Nitin Rao

Technology Diffusion: A Unique and Unexplored Challenge

Soon after we explored the role of Technology in BoP success, Derek pointed me to an interesting article in The Economist: Technology in emerging economies. The article makes a distinction between technology adoption and technology diffusion — and argues that emerging economies are better at adopting new technologies than at putting them into widespread use.

The Tata Nano at USD 2500 is a favorite example to show that competence in design and technology exist, and that challenges could well lie in reaching out to a large audience.

Even as technology is spreading to emerging markets faster than ever, I found one very interesting data point.

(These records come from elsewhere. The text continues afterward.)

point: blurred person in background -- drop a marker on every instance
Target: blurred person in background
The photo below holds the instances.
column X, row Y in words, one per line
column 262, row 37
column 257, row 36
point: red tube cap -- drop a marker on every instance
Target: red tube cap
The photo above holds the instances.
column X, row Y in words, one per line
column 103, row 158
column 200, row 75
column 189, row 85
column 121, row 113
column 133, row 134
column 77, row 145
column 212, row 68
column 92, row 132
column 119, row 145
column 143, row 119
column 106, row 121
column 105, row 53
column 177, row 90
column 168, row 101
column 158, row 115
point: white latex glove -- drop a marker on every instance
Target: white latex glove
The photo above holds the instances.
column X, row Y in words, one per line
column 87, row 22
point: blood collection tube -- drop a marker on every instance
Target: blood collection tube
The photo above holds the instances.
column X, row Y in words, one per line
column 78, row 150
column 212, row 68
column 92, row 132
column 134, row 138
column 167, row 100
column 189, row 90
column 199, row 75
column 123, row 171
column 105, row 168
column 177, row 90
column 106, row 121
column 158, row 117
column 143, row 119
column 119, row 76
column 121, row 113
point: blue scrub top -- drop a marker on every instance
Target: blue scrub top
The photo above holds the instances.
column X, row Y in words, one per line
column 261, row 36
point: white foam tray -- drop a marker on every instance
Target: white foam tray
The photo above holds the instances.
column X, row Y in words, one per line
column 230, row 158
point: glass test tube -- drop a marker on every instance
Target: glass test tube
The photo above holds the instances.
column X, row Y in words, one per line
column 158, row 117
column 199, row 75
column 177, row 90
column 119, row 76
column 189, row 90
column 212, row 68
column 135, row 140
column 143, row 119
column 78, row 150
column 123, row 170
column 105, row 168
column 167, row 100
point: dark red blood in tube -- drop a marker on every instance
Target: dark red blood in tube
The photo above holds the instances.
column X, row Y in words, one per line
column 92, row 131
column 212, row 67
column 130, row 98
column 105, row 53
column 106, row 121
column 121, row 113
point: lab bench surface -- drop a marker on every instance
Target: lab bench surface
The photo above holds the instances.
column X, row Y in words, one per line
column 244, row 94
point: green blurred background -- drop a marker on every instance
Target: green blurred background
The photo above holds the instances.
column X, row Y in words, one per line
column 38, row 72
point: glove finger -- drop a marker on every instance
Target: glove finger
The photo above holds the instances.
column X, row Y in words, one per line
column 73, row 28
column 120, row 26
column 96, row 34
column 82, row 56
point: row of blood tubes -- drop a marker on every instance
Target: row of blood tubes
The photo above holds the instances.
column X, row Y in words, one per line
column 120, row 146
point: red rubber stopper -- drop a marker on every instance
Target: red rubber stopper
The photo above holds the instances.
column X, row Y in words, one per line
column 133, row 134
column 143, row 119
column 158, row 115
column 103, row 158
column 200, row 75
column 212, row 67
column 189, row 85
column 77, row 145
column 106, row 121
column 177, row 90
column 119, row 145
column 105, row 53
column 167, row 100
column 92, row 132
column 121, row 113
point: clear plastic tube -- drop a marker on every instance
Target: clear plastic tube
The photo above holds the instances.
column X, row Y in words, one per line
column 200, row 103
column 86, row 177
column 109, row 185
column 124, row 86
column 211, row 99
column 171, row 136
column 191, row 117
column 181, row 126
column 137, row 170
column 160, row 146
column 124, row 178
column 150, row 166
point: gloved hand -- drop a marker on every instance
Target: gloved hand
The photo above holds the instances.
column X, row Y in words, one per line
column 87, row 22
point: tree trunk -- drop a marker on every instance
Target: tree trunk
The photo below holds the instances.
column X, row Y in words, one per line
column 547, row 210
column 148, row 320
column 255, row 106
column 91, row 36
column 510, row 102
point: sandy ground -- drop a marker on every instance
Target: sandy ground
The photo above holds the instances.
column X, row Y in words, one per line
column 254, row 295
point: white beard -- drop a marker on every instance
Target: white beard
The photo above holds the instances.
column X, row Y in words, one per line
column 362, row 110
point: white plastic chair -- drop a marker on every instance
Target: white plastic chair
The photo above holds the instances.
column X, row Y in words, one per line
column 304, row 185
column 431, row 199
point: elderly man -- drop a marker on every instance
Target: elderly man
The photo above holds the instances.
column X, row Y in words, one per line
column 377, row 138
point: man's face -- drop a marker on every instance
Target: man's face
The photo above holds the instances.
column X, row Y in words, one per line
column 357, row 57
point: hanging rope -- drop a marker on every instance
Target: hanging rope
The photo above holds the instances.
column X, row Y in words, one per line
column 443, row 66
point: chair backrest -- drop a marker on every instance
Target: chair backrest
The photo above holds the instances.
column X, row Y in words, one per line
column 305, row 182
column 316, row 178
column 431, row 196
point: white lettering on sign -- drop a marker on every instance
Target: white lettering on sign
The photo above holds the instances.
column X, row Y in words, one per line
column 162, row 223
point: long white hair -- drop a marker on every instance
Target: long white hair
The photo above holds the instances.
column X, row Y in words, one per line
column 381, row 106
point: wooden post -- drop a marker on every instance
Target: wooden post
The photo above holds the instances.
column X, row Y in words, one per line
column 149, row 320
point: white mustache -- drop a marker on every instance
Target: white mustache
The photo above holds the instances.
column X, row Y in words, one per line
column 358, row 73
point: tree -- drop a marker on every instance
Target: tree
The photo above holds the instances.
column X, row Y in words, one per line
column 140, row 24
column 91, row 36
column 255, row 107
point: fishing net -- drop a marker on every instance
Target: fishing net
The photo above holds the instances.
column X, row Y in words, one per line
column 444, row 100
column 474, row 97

In most countries, most technologies are available in some degree. The degree varies widely. In almost all industrialised countries, once a technology is adopted it goes on to achieve mass-market scale, reaching 25% of the market for that particular device. Usually it hits 50%. In the World Bank’s (admittedly incomplete) database, there are 28 examples of a new technology reaching 5% of the market in a rich country; of those, 23 went on to achieve over 50%. In other words, if something gets a foothold in a rich country, it usually spreads widely.

In emerging markets this is not necessarily so. The bank has 67 examples of a technology reaching 5% of the market in developing countries?but only six went on to capture half the national market. Where it did catch on, it usually spread as quickly as in the West. But the more striking finding is that the spread was so rare. Developing countries have been good at getting access to technology?and much less good at putting it to widespread use. As a result, technology use in developing countries is highly concentrated. Almost three-quarters of China’s high-tech trade comes from just four regions on the coast. More than two-thirds of the stock of foreign investment in Russia in 2000 was in Moscow and its surroundings. Whereas half of India’s city-dwellers have telephones, little more than one-twentieth of people in the countryside do.

In my view, it is still early to make this assessment — but there is a valid point that sustained unevenness between islands of success and the rest of the country could stifle the adoption of new technology. As the article points out:

Most advances are based on the labours of previous generations: you need electricity to run computers and reliable communications for modern health care, for instance. So countries that failed to adopt old technologies are at a disadvantage when it comes to new ones. Mobile phones, which require no wires, are a prominent exception.

I went back to the technology models looked at earlier — and found that most of them are at the stage of innovation and market testing.

Barring exceptions such as ITC’s e-Choupal, most of this technology appears to be launched by entrepreneurs. These entrepreneurs might play a key role in validation and technology adoption, but not necessarily be able to achieve widespread use.